The bank policy also has a populist ring to it: Make bankers pay for the pain of the 2008 financial crisis – caused in part by banks – by forcing them to pay for the losses borrowers felt due to the drop in the forint. And as long as Parliament is writing special laws regarding banks, why not pass a so-called “Lex OTP”? That law gives a tax break to firms that lost money due to the crisis in Ukraine, but it clearly helps OTP bank, owned by Sándor Csányi, a sometime close associate of PM Orbán. OTP is currently the biggest retail bank, and its services are often more expensive than others. If the government achieves its stated goal of 60% Hungarian ownership of banks by forcing out foreign firms, locals will have fewer alternatives to OTP, and can expect to pay even more for banking services. What’s worse, the pool of credit that funds businesses and home purchases will be smaller and doled out in a less competitive market.

Of course we can mention the special taxes aimed directly at RTL Klub, the TV station that is aggressively criticizing the government and is blatantly stuck in a punitive tax bracket by its foes in leadership. Fidesz makes no pretence of treating RTL Klub the way it treats other media.

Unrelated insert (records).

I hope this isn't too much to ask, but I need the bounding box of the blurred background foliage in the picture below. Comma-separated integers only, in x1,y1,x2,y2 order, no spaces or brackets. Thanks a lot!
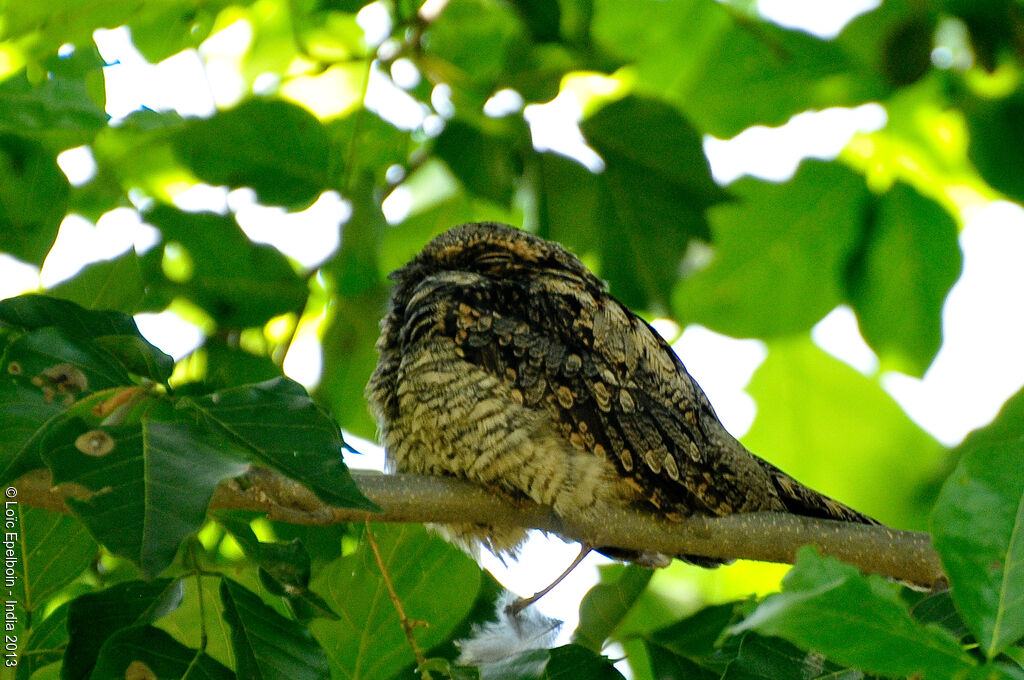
0,0,1024,675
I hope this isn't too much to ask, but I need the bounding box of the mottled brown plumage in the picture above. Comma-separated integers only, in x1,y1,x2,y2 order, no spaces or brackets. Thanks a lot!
367,223,877,562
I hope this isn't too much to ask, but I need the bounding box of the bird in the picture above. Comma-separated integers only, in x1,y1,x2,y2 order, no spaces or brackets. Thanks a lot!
366,222,879,592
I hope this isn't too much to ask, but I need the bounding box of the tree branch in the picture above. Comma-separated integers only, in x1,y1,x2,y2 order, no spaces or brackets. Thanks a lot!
14,469,943,587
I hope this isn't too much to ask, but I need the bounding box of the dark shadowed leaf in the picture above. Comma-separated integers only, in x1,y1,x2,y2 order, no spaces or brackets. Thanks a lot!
7,505,99,617
179,378,376,510
848,184,962,377
932,392,1024,658
672,162,868,338
0,47,108,148
60,579,181,680
745,336,946,530
173,99,331,207
592,0,888,137
43,419,249,576
46,251,145,314
716,633,864,680
0,136,71,265
434,119,522,206
962,88,1024,202
89,626,234,680
572,564,653,651
310,524,480,680
733,547,975,680
539,97,726,309
220,579,330,680
144,205,308,328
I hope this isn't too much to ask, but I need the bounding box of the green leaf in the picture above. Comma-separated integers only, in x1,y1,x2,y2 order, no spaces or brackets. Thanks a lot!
962,88,1024,202
220,579,330,680
60,579,182,680
13,505,99,615
434,119,525,206
932,392,1024,658
741,336,945,530
43,419,248,576
715,633,864,680
172,99,331,208
315,285,387,438
423,0,525,96
178,378,377,510
591,0,888,138
538,97,725,309
732,547,975,680
0,47,108,148
572,564,653,651
144,205,308,329
848,184,962,377
672,162,868,338
480,644,623,680
89,626,236,680
310,524,480,680
0,136,71,265
47,251,145,314
14,602,71,680
0,295,174,391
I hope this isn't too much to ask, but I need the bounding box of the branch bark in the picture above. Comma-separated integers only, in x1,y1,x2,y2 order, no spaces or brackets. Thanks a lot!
14,469,943,587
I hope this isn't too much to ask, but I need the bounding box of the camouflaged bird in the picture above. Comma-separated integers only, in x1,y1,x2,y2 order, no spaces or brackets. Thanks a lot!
367,223,878,564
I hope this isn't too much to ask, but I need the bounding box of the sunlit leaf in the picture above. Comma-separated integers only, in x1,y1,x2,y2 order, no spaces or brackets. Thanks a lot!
43,420,248,576
60,579,181,680
310,524,480,680
732,548,975,680
179,378,376,510
672,162,867,338
220,579,330,680
848,184,962,376
173,99,331,207
932,392,1024,658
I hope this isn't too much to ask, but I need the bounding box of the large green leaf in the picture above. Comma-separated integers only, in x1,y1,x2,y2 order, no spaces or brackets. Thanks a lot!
848,184,962,377
144,205,308,328
0,136,71,265
173,99,331,207
43,419,249,576
962,88,1024,202
592,0,887,137
572,564,653,651
932,392,1024,658
737,336,944,529
178,378,376,510
7,505,99,617
47,251,146,314
434,119,525,205
672,162,868,338
0,47,108,148
733,547,976,680
310,524,480,680
89,626,234,680
537,97,725,309
60,579,181,680
715,632,864,680
220,579,330,680
0,295,174,389
14,602,71,680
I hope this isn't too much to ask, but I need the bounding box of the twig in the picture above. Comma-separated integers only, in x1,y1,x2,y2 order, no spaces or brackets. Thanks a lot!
365,522,432,680
15,470,943,587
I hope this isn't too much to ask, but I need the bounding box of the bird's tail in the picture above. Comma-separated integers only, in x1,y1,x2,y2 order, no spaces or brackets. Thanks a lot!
758,459,882,524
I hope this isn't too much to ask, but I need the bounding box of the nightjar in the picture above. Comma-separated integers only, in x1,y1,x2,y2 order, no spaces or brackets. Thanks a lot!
367,223,877,564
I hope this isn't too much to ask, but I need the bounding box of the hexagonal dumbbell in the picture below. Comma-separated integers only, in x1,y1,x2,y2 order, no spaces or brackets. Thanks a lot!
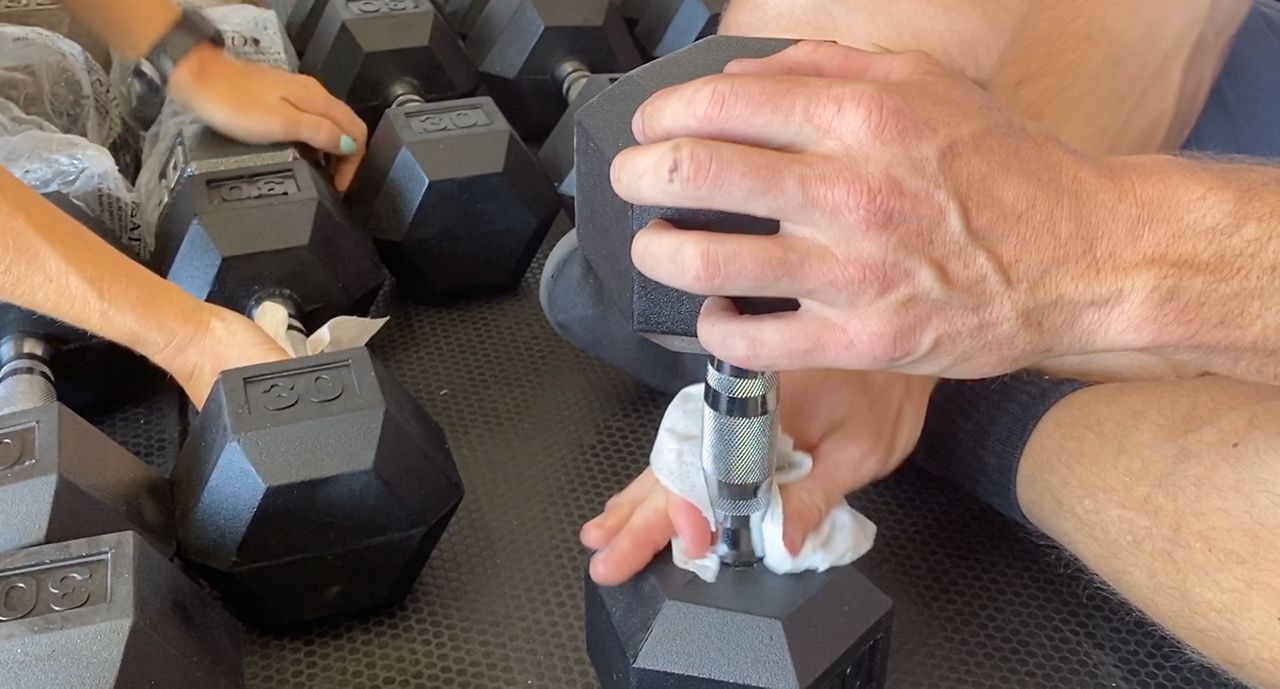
142,124,385,328
0,326,174,556
149,126,462,628
467,0,641,140
0,531,244,689
576,36,892,689
435,0,489,36
538,73,622,215
347,96,561,301
293,0,479,129
173,318,463,628
635,0,728,58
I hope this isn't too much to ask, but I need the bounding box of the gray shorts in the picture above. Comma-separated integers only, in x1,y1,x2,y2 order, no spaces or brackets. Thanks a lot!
541,0,1280,392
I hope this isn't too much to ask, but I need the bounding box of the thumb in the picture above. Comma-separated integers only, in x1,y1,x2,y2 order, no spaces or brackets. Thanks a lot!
724,41,887,79
667,493,712,557
724,41,933,81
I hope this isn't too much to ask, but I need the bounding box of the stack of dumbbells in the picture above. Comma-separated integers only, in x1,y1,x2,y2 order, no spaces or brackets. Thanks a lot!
0,0,888,689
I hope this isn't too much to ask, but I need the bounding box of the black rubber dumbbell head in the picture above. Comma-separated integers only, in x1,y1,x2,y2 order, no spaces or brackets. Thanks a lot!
467,0,641,141
538,74,622,214
271,0,329,58
348,97,561,301
0,531,244,689
301,0,479,129
635,0,728,58
154,124,385,328
584,551,892,689
575,36,799,352
435,0,489,36
173,348,463,628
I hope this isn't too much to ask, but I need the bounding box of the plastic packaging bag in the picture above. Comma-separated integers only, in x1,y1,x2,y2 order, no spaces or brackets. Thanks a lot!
0,24,122,146
135,4,297,247
0,128,145,256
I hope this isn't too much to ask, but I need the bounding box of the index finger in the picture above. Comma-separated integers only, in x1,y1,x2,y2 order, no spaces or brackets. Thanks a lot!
284,74,369,148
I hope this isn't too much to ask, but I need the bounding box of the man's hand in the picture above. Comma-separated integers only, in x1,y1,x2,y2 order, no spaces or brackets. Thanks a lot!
613,42,1138,378
169,45,369,191
580,371,934,585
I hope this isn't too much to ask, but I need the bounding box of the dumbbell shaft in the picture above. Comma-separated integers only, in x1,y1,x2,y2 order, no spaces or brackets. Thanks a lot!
248,296,307,352
703,357,778,566
0,336,58,416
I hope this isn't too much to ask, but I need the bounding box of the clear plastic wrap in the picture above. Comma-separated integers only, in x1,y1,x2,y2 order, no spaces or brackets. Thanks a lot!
135,4,297,247
0,128,148,256
0,24,122,146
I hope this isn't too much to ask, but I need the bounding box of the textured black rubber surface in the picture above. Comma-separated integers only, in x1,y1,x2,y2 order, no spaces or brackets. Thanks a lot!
93,227,1243,689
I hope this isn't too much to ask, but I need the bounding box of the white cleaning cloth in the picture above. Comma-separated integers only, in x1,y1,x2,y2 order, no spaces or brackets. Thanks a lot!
649,383,876,581
253,302,387,357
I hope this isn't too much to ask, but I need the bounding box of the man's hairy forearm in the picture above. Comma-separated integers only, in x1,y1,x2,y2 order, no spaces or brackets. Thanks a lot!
989,0,1252,155
65,0,180,58
1018,378,1280,689
1085,156,1280,384
0,168,210,371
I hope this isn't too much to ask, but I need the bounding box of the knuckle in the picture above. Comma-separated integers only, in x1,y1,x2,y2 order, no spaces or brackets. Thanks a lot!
686,238,724,293
897,50,942,76
824,174,901,229
833,85,909,142
667,140,719,192
696,77,737,122
867,318,923,369
837,260,895,301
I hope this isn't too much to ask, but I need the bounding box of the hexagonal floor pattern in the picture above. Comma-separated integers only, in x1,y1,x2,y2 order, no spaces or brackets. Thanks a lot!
95,225,1244,689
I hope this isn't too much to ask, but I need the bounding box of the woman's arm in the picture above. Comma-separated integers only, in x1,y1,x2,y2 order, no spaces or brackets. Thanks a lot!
0,168,285,406
67,0,369,191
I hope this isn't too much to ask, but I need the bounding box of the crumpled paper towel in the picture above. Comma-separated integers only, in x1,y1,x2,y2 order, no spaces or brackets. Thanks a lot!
649,383,876,581
253,301,387,359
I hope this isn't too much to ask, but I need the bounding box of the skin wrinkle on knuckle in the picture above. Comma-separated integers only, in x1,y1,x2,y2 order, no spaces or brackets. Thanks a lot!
810,170,901,227
684,235,724,289
691,77,739,123
831,83,909,143
664,140,719,196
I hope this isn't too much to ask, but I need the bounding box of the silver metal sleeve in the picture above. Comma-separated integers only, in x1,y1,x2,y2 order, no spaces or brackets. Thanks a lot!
703,359,778,566
0,336,58,415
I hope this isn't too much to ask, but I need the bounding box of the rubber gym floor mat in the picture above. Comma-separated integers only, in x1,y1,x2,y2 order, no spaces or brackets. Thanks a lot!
92,235,1244,689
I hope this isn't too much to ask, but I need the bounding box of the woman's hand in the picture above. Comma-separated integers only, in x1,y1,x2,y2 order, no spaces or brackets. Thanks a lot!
169,45,369,192
152,305,289,409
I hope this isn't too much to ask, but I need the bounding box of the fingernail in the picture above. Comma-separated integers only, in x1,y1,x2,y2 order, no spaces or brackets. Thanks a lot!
631,105,644,143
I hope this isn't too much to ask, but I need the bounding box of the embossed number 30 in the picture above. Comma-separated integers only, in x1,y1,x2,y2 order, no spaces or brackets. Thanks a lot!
262,373,343,411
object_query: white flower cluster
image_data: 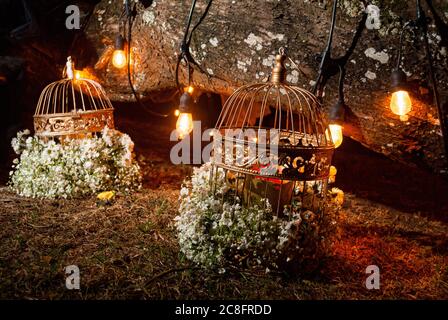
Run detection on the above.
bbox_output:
[175,164,342,268]
[9,127,141,198]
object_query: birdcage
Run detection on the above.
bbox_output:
[210,50,334,215]
[34,57,114,138]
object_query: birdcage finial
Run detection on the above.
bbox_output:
[34,56,114,138]
[62,56,75,79]
[271,48,286,84]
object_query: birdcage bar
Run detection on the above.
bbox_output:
[210,49,334,214]
[34,57,114,138]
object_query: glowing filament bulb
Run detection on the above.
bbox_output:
[176,112,193,139]
[112,50,126,69]
[390,90,412,116]
[329,124,343,148]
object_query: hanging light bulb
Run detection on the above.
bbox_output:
[112,35,127,69]
[390,69,412,116]
[328,96,346,148]
[176,87,193,139]
[329,124,344,148]
[390,90,412,116]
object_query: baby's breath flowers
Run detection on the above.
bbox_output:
[175,164,343,273]
[9,127,141,198]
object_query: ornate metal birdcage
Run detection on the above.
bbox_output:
[211,50,334,215]
[34,57,114,138]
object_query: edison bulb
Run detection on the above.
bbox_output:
[176,112,193,139]
[390,90,412,116]
[112,50,126,69]
[329,124,343,148]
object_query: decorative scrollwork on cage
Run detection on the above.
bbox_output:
[212,50,334,214]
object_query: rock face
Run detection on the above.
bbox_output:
[79,0,448,174]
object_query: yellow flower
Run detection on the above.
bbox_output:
[97,191,115,201]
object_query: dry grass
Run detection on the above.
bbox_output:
[0,178,448,299]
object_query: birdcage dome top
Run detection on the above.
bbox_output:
[215,50,334,180]
[34,57,114,137]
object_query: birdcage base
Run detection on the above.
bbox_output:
[34,109,114,137]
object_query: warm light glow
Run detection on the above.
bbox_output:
[112,50,126,69]
[390,90,412,116]
[176,113,193,139]
[329,124,343,148]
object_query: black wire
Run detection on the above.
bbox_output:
[125,0,169,118]
[395,21,411,70]
[175,0,213,93]
[187,0,213,47]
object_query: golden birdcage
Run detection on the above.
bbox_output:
[211,50,334,214]
[34,57,114,138]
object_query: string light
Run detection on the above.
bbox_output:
[176,87,193,139]
[389,68,412,117]
[112,35,127,69]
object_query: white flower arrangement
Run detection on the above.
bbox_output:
[9,127,141,198]
[175,164,343,270]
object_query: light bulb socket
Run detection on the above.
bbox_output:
[390,69,408,92]
[115,34,125,50]
[179,92,194,113]
[328,100,347,126]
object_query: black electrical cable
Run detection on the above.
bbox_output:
[124,0,169,118]
[175,0,213,93]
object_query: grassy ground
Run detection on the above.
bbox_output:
[0,170,448,299]
[0,106,448,299]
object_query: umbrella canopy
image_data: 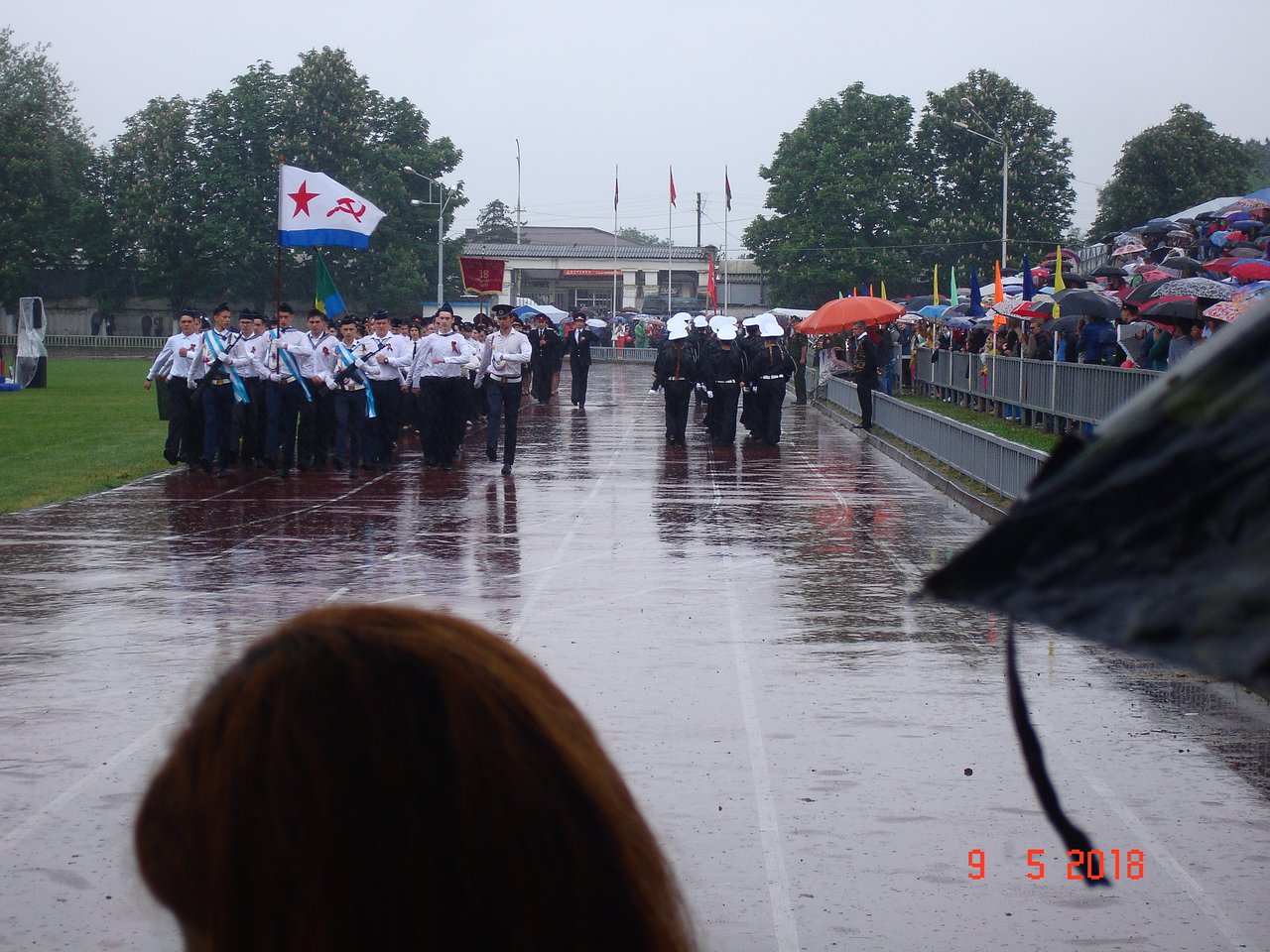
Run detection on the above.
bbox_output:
[922,302,1270,694]
[1124,277,1181,305]
[1204,255,1243,274]
[1151,278,1234,300]
[1054,291,1120,321]
[1138,298,1199,323]
[799,298,904,334]
[1093,264,1129,278]
[1230,262,1270,281]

Even the new tobacco tax hits foreign firms hardest. Phillip Morris and British American Tobacco are likely to pay tens of billions of forints in taxes while Hungarian firm Continental Tobacco Group would see an increase more in the order of tens of millions of forints.

Foreign firms bring investment, jobs, competition and goods that Hungarians want to buy. Populist, protectionist measures that hurt foreigners can benefit a few business people, but they are also likely to lead to less competition and fewer jobs. No matter how you try to dance around it, that’s bad for Hungary.